# AbsurderSQL Production Monitoring Stack
Complete observability setup for production deployments using AbsurderSQL with `--features telemetry`.
## Overview
The monitoring stack provides:
- **4 Grafana Dashboards** with 28 panels for real-time visibility
- **18 Alert Rules** with severity-based routing
- **26 Recording Rules** for pre-aggregated metrics
- **Complete Runbooks** for every alert type
- **Browser DevTools Extension** for WASM telemetry debugging
## Quick Start
### 1. Enable Telemetry
Build AbsurderSQL with telemetry support:
```bash
# For native applications
cargo build --features telemetry
# For WASM/browser
wasm-pack build --target web --features telemetry
```
### 2. Expose Metrics Endpoint
Add a `/metrics` endpoint to your application. See examples in the main README for axum and actix-web.
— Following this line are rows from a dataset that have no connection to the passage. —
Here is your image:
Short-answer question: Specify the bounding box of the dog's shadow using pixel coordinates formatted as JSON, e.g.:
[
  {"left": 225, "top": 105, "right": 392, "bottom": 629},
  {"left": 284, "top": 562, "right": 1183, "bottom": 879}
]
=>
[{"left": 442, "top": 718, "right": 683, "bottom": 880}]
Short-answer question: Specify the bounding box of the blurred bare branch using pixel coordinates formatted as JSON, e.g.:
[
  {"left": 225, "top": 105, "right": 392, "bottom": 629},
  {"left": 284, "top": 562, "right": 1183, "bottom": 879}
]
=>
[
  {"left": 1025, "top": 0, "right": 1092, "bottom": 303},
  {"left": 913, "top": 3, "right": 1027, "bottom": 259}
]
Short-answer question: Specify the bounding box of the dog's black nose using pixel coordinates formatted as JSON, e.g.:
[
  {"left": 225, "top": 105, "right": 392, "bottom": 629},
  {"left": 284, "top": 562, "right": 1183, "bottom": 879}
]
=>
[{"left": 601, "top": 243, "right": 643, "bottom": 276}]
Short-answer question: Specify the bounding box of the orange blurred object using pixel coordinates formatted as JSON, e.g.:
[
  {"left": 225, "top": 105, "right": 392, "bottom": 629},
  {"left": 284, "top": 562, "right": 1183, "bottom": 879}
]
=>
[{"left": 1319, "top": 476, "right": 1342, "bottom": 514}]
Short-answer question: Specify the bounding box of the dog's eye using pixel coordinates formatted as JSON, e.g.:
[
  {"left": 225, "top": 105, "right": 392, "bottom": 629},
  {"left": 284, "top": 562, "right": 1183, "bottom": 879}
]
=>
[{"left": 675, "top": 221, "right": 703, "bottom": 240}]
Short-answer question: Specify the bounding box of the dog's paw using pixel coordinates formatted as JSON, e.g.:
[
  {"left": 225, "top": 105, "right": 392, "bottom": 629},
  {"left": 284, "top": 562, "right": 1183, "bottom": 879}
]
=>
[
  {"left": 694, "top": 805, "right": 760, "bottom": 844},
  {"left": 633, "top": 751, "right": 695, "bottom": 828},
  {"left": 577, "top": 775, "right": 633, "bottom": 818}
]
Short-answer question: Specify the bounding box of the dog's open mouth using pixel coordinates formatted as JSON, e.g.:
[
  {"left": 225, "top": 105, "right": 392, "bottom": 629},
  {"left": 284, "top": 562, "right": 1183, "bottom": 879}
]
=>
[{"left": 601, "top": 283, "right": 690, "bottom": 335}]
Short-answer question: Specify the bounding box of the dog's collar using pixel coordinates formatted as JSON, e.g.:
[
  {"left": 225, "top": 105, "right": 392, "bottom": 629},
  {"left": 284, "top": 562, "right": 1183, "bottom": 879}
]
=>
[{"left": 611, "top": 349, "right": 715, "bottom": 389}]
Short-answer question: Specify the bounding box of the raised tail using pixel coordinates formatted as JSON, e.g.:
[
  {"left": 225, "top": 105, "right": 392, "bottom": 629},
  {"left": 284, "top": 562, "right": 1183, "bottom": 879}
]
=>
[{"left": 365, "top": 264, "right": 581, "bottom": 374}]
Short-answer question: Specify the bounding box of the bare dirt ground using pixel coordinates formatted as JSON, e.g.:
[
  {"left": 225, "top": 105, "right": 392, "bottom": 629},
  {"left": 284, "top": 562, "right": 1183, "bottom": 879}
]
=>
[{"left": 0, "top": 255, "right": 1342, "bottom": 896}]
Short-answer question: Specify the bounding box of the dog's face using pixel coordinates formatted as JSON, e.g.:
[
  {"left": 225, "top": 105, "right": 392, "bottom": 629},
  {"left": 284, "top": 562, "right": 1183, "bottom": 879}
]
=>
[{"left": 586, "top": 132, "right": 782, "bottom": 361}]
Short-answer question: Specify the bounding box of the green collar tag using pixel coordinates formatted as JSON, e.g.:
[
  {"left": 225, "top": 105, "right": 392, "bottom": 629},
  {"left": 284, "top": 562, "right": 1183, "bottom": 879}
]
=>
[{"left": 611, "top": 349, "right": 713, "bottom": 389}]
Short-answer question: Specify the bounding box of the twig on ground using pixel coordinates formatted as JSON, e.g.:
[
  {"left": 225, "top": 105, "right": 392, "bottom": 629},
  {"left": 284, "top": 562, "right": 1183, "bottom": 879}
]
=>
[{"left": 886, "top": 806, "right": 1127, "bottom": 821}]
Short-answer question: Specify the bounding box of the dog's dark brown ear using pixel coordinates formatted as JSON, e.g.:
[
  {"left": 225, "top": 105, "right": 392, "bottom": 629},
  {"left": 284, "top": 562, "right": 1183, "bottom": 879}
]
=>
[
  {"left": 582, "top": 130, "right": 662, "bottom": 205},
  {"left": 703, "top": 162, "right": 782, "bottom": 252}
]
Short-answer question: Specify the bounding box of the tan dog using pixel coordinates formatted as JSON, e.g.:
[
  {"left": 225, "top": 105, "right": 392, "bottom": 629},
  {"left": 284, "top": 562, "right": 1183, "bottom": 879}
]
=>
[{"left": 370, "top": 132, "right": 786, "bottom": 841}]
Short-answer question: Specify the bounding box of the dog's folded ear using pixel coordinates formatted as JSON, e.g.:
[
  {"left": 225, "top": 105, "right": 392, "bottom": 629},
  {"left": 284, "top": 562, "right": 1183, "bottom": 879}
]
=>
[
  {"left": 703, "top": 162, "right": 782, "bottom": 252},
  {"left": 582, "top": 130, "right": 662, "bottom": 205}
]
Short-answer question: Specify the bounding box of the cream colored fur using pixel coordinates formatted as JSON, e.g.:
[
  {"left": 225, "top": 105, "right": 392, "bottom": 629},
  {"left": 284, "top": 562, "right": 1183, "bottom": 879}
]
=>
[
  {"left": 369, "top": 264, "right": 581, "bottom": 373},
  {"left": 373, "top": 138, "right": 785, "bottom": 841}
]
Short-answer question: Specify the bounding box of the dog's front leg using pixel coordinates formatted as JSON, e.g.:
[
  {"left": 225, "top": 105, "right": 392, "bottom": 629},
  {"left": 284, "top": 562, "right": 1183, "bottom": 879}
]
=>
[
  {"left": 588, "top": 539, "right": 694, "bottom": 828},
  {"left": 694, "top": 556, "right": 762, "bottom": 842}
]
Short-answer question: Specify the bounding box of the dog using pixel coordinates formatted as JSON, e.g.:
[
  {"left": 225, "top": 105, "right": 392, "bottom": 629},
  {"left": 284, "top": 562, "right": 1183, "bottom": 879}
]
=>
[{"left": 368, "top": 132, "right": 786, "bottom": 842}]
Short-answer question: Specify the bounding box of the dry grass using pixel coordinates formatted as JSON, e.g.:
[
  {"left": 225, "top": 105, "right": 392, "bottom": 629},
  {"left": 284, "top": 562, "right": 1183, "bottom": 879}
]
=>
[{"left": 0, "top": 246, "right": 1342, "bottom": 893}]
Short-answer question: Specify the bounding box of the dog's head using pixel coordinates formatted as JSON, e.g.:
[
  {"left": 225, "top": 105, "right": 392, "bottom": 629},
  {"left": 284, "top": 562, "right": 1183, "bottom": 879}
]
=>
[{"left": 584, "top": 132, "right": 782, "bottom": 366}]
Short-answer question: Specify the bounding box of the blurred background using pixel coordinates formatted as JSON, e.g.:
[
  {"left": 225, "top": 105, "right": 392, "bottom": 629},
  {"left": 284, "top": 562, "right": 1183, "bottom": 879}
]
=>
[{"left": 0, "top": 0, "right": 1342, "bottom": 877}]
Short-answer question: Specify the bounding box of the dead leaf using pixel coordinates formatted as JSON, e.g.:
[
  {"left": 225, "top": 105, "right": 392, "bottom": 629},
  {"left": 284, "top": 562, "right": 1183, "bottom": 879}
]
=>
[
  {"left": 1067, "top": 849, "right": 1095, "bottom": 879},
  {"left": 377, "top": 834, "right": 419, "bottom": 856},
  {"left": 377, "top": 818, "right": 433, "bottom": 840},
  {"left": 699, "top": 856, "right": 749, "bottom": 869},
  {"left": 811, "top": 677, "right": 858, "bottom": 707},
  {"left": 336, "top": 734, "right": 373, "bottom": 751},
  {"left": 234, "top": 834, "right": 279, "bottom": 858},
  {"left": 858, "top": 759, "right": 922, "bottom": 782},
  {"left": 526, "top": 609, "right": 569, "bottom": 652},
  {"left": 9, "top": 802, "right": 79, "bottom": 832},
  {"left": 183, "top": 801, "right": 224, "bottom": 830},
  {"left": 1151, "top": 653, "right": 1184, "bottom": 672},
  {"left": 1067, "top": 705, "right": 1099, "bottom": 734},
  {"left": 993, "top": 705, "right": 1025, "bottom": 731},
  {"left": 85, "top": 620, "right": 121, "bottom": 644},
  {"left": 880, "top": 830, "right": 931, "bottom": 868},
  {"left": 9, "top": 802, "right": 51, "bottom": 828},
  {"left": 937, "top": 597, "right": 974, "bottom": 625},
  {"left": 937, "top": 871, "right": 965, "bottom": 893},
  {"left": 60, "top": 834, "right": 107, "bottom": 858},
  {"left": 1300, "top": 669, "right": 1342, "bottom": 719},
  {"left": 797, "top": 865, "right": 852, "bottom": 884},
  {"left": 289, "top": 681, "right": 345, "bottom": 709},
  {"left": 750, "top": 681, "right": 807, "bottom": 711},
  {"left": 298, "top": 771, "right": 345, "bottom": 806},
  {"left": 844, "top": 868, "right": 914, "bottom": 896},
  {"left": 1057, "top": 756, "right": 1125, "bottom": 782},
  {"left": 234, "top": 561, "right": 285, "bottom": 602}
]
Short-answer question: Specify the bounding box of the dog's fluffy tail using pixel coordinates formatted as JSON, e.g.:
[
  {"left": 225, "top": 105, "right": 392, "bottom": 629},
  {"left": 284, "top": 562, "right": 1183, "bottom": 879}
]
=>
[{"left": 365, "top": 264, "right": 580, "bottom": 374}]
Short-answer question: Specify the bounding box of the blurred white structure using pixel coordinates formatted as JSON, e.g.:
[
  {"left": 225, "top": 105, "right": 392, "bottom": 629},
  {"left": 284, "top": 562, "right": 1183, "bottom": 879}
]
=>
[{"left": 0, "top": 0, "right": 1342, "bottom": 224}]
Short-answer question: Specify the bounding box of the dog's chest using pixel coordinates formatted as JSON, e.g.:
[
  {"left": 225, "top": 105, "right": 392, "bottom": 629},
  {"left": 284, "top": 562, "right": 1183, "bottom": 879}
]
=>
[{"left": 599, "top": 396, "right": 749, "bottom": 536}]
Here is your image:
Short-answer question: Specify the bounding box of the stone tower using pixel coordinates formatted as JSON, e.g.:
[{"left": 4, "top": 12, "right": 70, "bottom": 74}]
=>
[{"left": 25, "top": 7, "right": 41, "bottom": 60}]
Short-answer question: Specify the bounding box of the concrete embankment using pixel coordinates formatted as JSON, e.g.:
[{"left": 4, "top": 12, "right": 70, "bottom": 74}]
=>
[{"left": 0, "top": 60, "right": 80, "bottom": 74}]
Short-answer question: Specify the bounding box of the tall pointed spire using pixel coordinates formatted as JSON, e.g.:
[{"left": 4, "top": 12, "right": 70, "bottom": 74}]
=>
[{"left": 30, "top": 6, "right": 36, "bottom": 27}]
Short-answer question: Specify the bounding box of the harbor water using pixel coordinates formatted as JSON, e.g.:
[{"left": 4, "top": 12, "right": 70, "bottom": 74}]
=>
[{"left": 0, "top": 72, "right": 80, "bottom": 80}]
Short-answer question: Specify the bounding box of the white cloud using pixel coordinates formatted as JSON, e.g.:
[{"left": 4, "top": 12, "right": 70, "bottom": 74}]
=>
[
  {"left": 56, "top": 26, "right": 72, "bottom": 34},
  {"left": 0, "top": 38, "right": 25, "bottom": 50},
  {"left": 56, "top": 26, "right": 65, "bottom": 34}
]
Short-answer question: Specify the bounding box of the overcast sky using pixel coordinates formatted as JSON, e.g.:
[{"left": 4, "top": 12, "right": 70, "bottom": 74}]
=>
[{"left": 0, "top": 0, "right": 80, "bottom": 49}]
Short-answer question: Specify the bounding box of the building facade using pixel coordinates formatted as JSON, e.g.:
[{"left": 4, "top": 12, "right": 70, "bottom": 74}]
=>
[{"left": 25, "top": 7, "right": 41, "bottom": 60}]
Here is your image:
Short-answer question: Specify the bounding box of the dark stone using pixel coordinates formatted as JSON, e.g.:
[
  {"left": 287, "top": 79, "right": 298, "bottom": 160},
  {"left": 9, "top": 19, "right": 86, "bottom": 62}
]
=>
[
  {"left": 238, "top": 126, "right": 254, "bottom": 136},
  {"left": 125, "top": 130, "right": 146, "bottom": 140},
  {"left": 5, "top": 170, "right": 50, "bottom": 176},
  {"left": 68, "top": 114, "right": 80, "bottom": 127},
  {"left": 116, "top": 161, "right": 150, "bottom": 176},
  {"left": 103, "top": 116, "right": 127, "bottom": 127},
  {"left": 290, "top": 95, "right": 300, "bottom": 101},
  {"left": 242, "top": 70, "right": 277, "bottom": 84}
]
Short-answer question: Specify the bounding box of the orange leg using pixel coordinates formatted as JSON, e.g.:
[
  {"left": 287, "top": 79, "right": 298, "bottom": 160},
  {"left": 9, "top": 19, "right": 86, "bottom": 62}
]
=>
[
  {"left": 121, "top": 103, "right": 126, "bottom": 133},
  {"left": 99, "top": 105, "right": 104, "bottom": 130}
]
### 3. Configure Prometheus
Add this job to your `prometheus.yml`:
```yaml
scrape_configs:
- job_name: 'absurdersql'
static_configs:
- targets: ['localhost:9090']
scrape_interval: 15s
```
### 4. Import Grafana Dashboards
Import the JSON files from `grafana/` into your Grafana instance:
- `query_performance.json` - Query metrics and slow query detection
- `storage_operations.json` - Block I/O and cache performance
- `system_health.json` - Error rates and system status
- `multi_tab_coordination.json` - Multi-tab sync debugging
### 5. Load Alert Rules
Add `prometheus/alert_rules.yml` to your Prometheus configuration:
```yaml
rule_files:
- /path/to/absurdersql/monitoring/prometheus/alert_rules.yml
```
### 6. Install Browser DevTools Extension (Optional)
For WASM/browser deployments:
1. Open Chrome: `chrome://extensions/`
2. Enable "Developer mode"
3. Click "Load unpacked"
4. Select `../browser-extension/` directory
See `../browser-extension/INSTALLATION.md` for complete instructions.
## Dashboards
### Query Performance Dashboard
Monitors SQL query execution and identifies performance bottlenecks:
- Query latency percentiles (p50, p90, p99)
- Query rate and error rate
- Slow query detection (>100ms)
- Query type breakdown (SELECT/INSERT/UPDATE/DELETE)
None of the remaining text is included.